Manele Bay-Susan Summerbell Chval

  Lana’i is a two-resort Hawaiian Island where people like Bill and Melinda Gates go to get married. The posh Four Seasons Hotel overlooking Manele Bay’s tranquil white crescent beach is where I met my fellow “Un-Cruisers” waiting to board the Safari Explorer. As I strolled the graceful grounds to the beach, lovers snuggled in cabanas and sipped fruity drinks. Seeing them made me a little sorry to be traveling solo, but a dip in the deliciously warm water and a snooze under a handy umbrella washed away those cares and the stress of a long flight and ferry ride from Maui. 

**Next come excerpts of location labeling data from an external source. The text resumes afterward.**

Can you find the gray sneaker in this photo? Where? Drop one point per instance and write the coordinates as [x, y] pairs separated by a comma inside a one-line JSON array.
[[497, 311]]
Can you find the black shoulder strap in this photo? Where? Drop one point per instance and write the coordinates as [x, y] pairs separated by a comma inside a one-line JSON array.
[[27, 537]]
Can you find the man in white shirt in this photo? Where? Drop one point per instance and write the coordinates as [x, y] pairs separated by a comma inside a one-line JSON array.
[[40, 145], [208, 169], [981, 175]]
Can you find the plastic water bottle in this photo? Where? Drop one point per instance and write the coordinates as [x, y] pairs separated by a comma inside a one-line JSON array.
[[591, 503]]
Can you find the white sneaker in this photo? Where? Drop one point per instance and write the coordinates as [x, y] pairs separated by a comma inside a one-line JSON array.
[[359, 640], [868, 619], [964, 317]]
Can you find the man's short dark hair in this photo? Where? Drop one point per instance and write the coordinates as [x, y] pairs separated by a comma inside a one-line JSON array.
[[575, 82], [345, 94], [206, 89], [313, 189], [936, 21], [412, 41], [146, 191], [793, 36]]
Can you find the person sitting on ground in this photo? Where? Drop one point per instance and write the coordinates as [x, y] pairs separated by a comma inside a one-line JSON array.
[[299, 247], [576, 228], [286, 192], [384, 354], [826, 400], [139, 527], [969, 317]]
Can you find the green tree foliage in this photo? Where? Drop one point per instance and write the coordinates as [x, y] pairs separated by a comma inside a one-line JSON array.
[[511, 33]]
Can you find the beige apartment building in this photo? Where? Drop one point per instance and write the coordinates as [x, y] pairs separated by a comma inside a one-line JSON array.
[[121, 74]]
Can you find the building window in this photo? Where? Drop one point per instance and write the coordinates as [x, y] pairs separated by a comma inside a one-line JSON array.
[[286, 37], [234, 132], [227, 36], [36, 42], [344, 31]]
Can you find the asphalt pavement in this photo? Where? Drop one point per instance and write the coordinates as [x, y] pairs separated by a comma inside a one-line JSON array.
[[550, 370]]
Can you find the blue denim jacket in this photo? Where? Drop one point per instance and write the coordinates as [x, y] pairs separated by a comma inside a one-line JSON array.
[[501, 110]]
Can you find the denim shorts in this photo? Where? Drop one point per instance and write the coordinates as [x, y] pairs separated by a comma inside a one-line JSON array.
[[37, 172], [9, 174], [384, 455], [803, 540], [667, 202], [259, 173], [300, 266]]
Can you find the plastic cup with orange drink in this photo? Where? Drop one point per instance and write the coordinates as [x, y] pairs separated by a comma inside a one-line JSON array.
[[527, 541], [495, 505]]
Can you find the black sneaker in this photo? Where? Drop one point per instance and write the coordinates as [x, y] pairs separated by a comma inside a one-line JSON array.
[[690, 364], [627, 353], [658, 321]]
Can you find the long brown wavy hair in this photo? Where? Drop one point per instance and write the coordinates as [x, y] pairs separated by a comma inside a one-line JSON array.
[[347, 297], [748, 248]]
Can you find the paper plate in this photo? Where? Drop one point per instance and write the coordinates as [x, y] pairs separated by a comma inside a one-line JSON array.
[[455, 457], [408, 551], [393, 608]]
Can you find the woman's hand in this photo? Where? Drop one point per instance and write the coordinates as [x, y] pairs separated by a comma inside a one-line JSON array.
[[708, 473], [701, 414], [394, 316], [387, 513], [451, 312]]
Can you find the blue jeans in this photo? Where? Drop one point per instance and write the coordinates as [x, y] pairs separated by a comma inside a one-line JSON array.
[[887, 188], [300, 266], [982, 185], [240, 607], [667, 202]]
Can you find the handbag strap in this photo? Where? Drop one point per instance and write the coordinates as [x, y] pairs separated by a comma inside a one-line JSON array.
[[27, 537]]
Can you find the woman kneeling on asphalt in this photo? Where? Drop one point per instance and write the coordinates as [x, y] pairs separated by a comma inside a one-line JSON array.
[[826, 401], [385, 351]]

Manele Bay is home to hundreds of spinner dolphin who rest here after a night of hunting. It is also a top snorkel spot. The 150-foot Safari Explorer delivered us to Shark Fin Rock off the southern coast for a morning of snorkeling among thousands of tropical fishes floating in shafts of light.
Three thousand lucky souls live on Lana’i year round in the trim village of Lana’i City located in the cooler, higher elevations in the center of the Island. An afternoon shore excursion included a stop at the Lana’i Culture and Heritage Center which houses artifacts of native Hawaiians dating back to 350 AD through the days the island was owned by Dole and cloaked in fields of pineapple.

Sweetheart Rock 
The Koele Lodge nestled in the forest above Lana’i City is modeled after a country English estate. Cruising through the property’s golf course with its spilling cascades and elaborate gardens makes it easy for one to forget about anything else going on in the world. With only 30 miles of paved road, there is little to do on Lana’i except play golf, hike, swim, fish, dive, horseback ride, or read a good book. Since the days of old, Lana’i has been a satellite of Maui and served as a playground for royals. Billionaire Larry Ellison who recently purchased 97 percent of the island appears to be carrying on that tradition.
Our last stop on Lana’i called for a stroll up 80-foot Pu’u Pehe, or Sweetheart Rock, where legend says a heartbroken warrior leaped to his death over the loss of maiden so beautiful she brought mist to the eyes of anyone who gazed upon her. He had left her in a sea cave that was washed clean in a storm sweeping the lovely wahine to her death. He built a rock monument to her and then joined her in the watery depths. Today, sweethearts come here to make their vows to a love that lasts forever.